Казалось, время Тавиани закончилось. Но именно с крахом политического кино они вошли в пору творческого цветения. Первые плоды посыпались в Канне в 1977 году:

"Отец-хозяин" отхватил "Золотую пальмовую ветвь" и независимо присуждаемый приз ФИПРЕССИ, впервые в истории фестиваля совместив эти награды. Американская критикесса Полин Кэйл, бывшая в жюри, писала потом, что судьба главного приза не вызывала ни малейших сомнений. Тавиани удалось переплавить социальный гнев в стилизованную страсть, добиться эффекта ночного кошмара, когда варварская жестокость кажется гротескно натуральной.

Пейзаж фильма мифологичен: Сардиния, где испокон веков царит патриархальный уклад, а над пустынными пастбищами и оливковыми рощами витают тени древних вендетт. Тавиани взяли подлинный случай из жизни и превратили его в притчу.

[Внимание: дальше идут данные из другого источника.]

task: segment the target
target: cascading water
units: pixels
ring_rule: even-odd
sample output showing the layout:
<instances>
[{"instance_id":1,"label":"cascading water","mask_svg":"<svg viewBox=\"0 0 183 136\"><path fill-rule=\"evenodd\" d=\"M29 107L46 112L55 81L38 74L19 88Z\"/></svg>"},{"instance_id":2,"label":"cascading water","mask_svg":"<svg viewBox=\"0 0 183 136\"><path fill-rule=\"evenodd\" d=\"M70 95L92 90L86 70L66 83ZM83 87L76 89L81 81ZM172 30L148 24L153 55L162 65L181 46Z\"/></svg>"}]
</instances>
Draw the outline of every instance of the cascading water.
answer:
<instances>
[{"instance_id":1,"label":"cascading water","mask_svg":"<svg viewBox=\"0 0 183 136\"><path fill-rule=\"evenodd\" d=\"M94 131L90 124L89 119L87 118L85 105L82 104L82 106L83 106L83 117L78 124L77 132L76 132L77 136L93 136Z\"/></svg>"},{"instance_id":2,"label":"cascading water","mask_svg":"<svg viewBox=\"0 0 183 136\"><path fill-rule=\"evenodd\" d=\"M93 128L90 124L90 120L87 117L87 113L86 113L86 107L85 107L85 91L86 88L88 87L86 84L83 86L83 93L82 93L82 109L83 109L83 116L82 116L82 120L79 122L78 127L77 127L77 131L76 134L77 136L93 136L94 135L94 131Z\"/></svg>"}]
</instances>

Самодур-отец, мрачный бородач со стертыми чертами лица, забирает шестилетнего сына из школы, вынуждает его пасти ненавистное овечье стадо и почти делает из мальчишки такого же придурка, как он сам. Почти... Эта история, превращенная в притчу, подлинна: Гавино Ледда до восемнадцати лет пас овец в глуши, не знал итальянского, не читал книг, не бывал на континенте. После армии порвал с домом, поступил в университет, в невероятно короткий срок стал писателем и ученым-лингвистом. Ледда сам появляется в первых кадрах картины, подводит актера Омеро Антонутти, играющего Отца, к дверям школы, брехтовским жестом рассказчика оживляет прошлое.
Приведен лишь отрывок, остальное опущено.